Elliott does not always allow this poignant narrative to speak for itself. Instead, the reader encounters tendentious connections between Dasani’s tragic circumstances and the sordid racial history of the United States. There are prolonged asides about slavery and Jim Crow, as well as allusions to gentrification and economic inequality, but there is no articulation of a clear causal connection between these phenomena and the unyielding string of crises in Dasani’s life. At times the book exhibits what the political scientist Adolph Reed has described as ‘ontological views of racism as an animate force that transcends time and context’, along with their corollary, a ‘preference for invoking historical analogies in lieu of argument’. This is an approach that fails sufficiently to explain the specific ‘mechanisms through which contemporary inequalities are reproduced’.
At the end of one chapter, Elliott tells us that Brooklyn was ‘built on the backs of slaves’. She references the Prison Ship Martyrs Monument at a local park, where the remains of whites and blacks imprisoned by the British during the Revolutionary War are interred, and where those who ‘perished in the cause of liberty’ and ‘spirits of the departed free’ are memorialised. The juxtaposition of black death and the language of liberty and freedom is used to suggest the falseness of the promise of the American experiment for African-Americans like Dasani. But while certainly evocative, such passages misrepresent the forces haunting Dasani’s family, which are behavioural and structural – they are contemporary.
Everyone involved in this story had the capacity to make better choices at key moments in their lives. Although Chanel and Supreme ‘promised to do better’ and get ‘real jobs’, their ‘criminal records, their periodic relapses, their daily attendance at the drug treatment clinics upon which custody of their children rests’ got in the way. There were also moments when Dasani and her parents gathered the wherewithal to do the right thing, only to be thwarted by rules, agencies or social workers meant to help them. Supreme complained about the dire state of their apartment to the Administration for Children’s Services (ACS). Instead of blaming the landlord and others who refused him assistance, the ACS portrayed Supreme as a ‘culprit’ who had ‘neglected the “hazardous” conditions of his home, and by extension his children, who are found to be “unkempt, dirty, smelly and having a foul odor”’.

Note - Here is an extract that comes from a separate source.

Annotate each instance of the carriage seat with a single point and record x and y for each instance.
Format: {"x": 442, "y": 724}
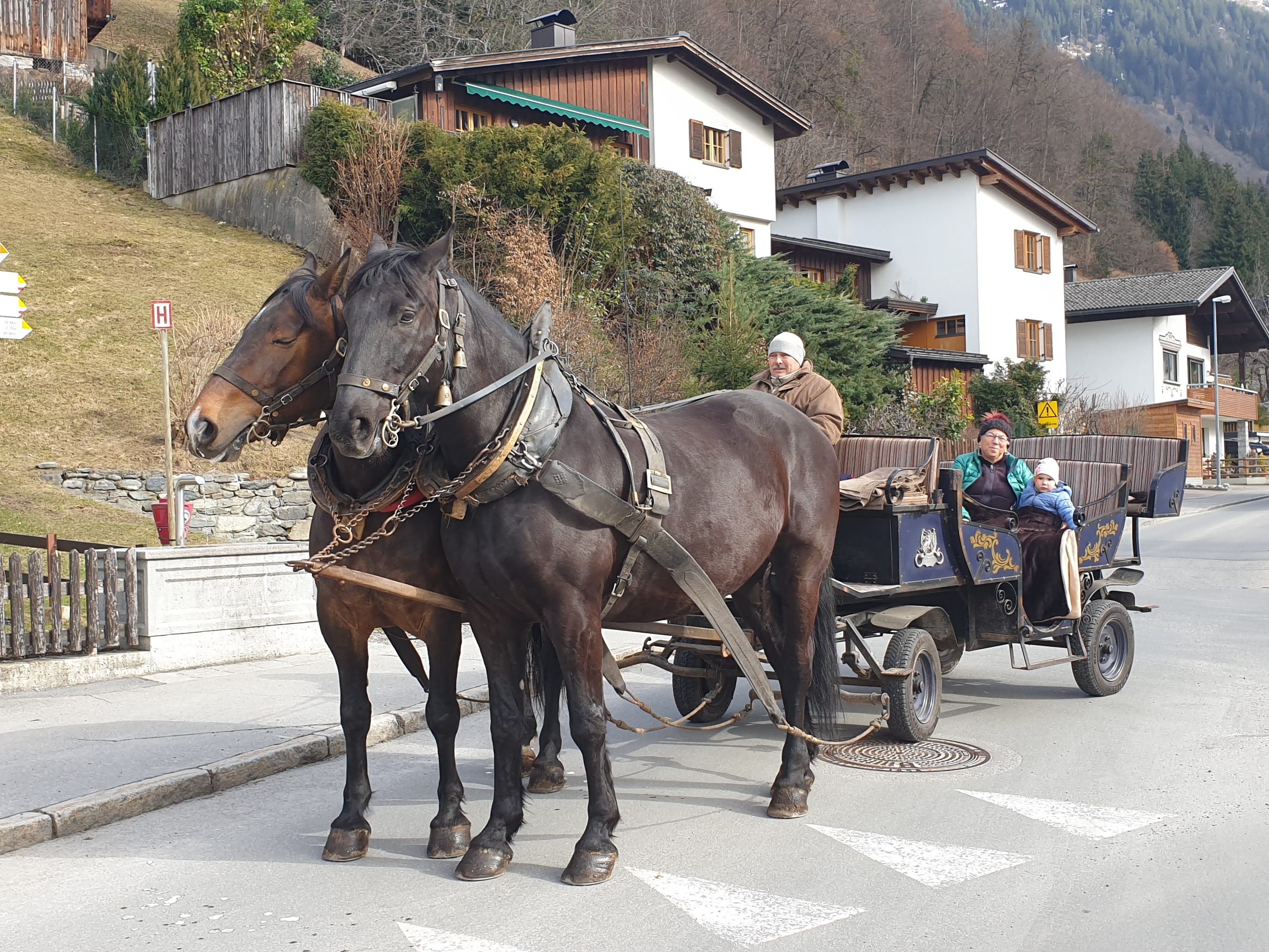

Despite Elliott summoning the ghosts of America’s racial past to interpret Dasani’s experience, we don’t need to reference apparitions to understand cataclysmic present-day policy failures. Even when the poor can escape the ‘tangle of pathology’ that envelops their lives, the tangle of agencies seeking to rescue them can still relegate them to a condition of disadvantage. This tale of unrelenting human suffering underscores the meagreness of our conceptions of ‘survival’ and ‘hope’. If those terms are worth their names, they should offer the poor more than just life. After spending her childhood fighting, Dasani has earned more than the right to life and some semblance of a family. But that’s all she got. That’s poverty.